2	Discovery timing	Factory-time only. No runtime registry probe, no MCP-style enumeration, no DB lookup per turn. Feature-flag gating resolved at factory invocation.
3	Composition seam	Orchestrator-mediated composition is unconditional. Single-intent and fan-out both pass through orchestrator composition, regardless of intent count. Inherited from PC1 §5.3 commitment.
4	Sync vs streaming at CCS seam	CCS calls are synchronous per sub-agent tool. Streaming to the user is PC3’s protocol applied over orchestrator’s composed final response, not over CCS calls. Aligned with PS6 out-of-scope statement.
5	Principal verification location	At the sub-agent tool wrapper, post-CCS-call. Closest to the failure surface; prevents tainted data from entering sub-agent LLM context; composes uniformly across all sub-agents wrapping CCS.
6	Partial-failure signal	`envelope.status` is the single decision boundary. Sub-agents do not re-inspect `envelope.partial[]` for criticality. PS6 already encodes criticality in `status`.
7	Failure surfacing to user	Natural-language acknowledgment for all failure axes (FR-14). Raw exceptions / error codes / structured error payloads never reach the user. Client-side telemetry on errors is PC3’s seam (scope refined in OQ-5; PC-3 §5.10 specifies wire semantics, telemetry shape pending).
8	Fan-out concurrency model	`asyncio.gather`-based concurrent dispatch with a small-N cap, top-N-by-relevance selection if exceeded. Cap value operational, not architectural.
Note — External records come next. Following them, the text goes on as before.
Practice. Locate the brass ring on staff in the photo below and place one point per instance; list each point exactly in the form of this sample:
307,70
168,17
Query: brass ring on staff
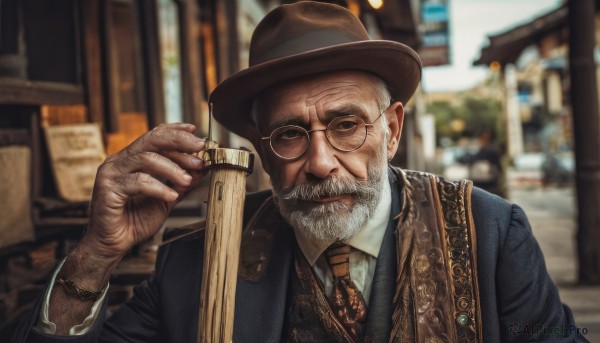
233,158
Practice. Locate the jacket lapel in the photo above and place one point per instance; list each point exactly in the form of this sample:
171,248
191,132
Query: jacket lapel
263,281
379,320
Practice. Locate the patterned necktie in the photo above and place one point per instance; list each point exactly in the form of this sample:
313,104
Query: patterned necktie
346,300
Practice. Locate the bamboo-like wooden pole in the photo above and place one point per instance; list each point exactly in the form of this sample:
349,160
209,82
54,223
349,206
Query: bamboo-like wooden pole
222,243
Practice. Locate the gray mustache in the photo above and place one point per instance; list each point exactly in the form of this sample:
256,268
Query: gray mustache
329,187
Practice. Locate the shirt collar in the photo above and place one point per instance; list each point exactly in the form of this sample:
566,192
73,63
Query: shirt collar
368,239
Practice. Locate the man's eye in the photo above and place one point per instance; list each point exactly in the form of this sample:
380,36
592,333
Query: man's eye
290,133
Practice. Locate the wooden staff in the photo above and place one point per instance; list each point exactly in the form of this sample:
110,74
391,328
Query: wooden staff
222,242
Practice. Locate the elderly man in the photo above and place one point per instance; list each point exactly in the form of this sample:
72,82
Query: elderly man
344,248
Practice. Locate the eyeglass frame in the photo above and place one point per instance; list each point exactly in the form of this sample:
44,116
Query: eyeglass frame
308,132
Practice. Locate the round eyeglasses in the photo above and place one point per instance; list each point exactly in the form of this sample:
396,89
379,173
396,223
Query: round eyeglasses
346,133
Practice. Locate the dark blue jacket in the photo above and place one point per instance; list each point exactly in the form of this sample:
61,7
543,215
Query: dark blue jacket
516,292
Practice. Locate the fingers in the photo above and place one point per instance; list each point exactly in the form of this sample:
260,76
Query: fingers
130,185
161,154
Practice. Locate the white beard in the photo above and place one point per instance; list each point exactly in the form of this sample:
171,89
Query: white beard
333,221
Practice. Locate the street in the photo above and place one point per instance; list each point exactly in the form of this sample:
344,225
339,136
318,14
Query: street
551,212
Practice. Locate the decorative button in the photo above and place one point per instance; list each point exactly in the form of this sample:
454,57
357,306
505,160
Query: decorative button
462,320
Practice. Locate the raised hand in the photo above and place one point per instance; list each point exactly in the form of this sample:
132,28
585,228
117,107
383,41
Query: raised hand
129,202
129,205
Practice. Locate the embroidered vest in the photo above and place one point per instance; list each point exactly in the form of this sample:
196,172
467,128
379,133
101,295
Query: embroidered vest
436,297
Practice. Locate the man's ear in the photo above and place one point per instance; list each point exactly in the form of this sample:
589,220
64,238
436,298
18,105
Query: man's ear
395,119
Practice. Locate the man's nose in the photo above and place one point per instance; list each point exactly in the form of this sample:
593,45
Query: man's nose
320,156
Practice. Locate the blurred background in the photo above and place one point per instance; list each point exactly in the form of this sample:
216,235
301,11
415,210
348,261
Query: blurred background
509,99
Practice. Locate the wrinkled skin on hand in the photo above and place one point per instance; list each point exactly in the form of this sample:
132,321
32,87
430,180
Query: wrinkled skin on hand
129,202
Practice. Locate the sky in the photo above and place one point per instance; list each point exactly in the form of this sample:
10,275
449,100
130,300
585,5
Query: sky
471,22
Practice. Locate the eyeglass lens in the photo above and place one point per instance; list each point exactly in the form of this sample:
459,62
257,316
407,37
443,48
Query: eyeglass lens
346,133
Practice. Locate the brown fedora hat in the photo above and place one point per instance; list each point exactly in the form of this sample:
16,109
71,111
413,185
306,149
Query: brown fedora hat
307,38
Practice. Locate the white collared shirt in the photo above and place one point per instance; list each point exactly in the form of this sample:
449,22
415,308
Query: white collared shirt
363,257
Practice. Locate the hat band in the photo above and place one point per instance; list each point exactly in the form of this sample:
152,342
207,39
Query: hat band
310,41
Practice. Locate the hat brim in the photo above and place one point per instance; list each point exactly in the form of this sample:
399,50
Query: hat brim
395,63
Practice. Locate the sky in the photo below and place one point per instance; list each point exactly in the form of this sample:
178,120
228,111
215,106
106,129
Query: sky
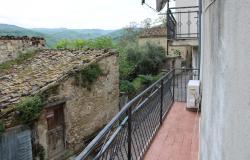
75,14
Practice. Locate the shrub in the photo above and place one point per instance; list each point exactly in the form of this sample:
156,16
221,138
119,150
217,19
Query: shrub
63,44
147,60
88,76
127,87
30,108
177,52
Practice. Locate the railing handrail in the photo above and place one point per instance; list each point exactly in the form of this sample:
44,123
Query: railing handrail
91,146
187,7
11.3 Migration receipts from PC1

PC2 absorbs the following from PC1:

PC1 §5.4 Mixed-intent fan-out → PC2 §5.4 (this spec)

The cleanup sequence applies the topic-ownership discipline: each downstream spec absorbs its receiving content natively, then a follow-up commit on the source spec strips the migrated content and replaces with a one-line reference. This keeps each spec’s surface area scoped to its own ownership boundary.